И она действительно так сделала. Много дней назад она выкопала яму, чтобы она служила им хорошим очагом, и вымела гадкие пятна золы, которые усеивали пол в разных местах. Точно так же она разобралась с беспорядком в этой пещере. Всё лежало кучами — пищевые отбросы, куски кожи и инструменты, перемешанные с мусором любого рода. Теперь она выглядела, скажем так, почти пригодной для жизни.
Если сказать точнее, для человека. Ей даже не приходило в голову задаться вопросом о том, что может означать понятие «пригодный для жизни» для огромного существа, которое она мысленно называла костолобым.
Прямо сейчас костолобый не выглядел счастливым. Он был непредсказуем. Рыча, он бросил тюленя на пол. Потом, потный, грязный, с корочкой морской соли на коже, он потопал в заднюю часть пещеры, чтобы в очередной раз вздремнуть.

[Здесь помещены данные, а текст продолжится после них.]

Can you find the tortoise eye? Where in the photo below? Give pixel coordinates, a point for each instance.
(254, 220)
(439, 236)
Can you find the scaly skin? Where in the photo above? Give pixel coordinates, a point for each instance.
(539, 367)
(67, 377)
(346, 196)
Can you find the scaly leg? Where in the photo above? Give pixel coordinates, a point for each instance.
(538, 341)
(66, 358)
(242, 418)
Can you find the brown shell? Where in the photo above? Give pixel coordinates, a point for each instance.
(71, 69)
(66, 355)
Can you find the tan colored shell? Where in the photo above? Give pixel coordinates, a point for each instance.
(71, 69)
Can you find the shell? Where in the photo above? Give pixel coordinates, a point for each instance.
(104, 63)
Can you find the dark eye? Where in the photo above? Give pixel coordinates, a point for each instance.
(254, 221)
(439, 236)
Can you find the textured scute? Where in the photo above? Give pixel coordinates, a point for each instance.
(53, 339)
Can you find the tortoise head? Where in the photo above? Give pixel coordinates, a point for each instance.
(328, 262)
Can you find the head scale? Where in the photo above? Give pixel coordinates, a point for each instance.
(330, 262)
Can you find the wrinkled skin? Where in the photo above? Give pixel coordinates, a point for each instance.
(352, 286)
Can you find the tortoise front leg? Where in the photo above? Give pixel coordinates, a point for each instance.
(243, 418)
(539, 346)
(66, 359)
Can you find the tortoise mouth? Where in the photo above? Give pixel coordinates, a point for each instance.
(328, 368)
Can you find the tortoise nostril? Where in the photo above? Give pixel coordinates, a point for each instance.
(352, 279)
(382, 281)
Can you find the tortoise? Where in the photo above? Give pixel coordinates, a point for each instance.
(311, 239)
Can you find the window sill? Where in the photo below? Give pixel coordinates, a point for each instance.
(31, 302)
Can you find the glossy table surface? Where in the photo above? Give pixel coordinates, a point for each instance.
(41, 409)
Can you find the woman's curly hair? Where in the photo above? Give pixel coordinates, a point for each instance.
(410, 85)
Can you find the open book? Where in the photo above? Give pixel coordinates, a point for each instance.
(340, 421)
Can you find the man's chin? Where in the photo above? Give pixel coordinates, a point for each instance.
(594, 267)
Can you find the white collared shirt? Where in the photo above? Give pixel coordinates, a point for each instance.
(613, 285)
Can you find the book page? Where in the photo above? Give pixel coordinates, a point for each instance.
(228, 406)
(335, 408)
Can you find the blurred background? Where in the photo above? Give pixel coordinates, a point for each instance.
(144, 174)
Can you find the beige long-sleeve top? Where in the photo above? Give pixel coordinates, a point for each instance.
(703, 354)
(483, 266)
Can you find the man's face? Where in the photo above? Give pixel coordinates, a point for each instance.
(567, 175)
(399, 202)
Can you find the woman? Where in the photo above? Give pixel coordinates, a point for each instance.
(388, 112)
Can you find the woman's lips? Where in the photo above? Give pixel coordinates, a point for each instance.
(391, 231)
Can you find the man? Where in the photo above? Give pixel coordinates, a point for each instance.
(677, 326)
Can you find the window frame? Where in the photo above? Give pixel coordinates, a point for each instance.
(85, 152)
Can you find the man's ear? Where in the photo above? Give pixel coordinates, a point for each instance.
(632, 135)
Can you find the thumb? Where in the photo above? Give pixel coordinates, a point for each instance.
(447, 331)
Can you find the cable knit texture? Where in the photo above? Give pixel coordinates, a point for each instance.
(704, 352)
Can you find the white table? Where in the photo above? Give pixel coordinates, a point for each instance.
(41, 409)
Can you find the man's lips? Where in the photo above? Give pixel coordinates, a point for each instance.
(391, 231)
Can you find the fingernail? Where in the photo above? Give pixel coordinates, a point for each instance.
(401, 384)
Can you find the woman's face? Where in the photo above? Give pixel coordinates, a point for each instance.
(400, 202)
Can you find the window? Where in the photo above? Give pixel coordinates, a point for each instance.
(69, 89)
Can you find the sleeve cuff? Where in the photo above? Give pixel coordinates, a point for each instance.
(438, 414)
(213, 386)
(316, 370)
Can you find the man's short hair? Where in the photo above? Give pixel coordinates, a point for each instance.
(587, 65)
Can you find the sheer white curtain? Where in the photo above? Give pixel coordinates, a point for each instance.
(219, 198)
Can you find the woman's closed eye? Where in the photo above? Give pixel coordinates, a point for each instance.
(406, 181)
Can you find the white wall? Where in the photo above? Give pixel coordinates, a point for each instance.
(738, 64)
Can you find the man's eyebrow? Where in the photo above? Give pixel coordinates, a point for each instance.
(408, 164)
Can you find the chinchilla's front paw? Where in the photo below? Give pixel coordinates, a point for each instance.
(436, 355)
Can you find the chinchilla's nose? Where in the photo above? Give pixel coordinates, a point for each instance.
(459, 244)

Яхна и Милло бросились разрезать тушу тюленя. Он был убит ударом копья в сердце, и оружие оставило широкий уродливый прокол; Яхна испугалась, когда представила себе сражение, которое, наверное, предшествовало этому смертельному удару. Но с помощью острых каменных лезвий маленькие детские руки успешно выпотрошили и разделали крупного зверя. Вскоре первые ломти брюшины тюленя оказались на огне.
Костолобый, по своей привычке, проснулся, когда мясо было готово. Дети ели хорошо пропечённые куски мяса. Костолобый предпочитал сырые, или почти сырые. Он вытащил из огня большой ломоть, унёс его на своё любимое место у входа, и начал рвать мясо зубами, сидя лицом к заходящему солнцу. Он ел многомяса — почти вдвое больше, чем Руд, например. Но потом он очень много работал — всё время.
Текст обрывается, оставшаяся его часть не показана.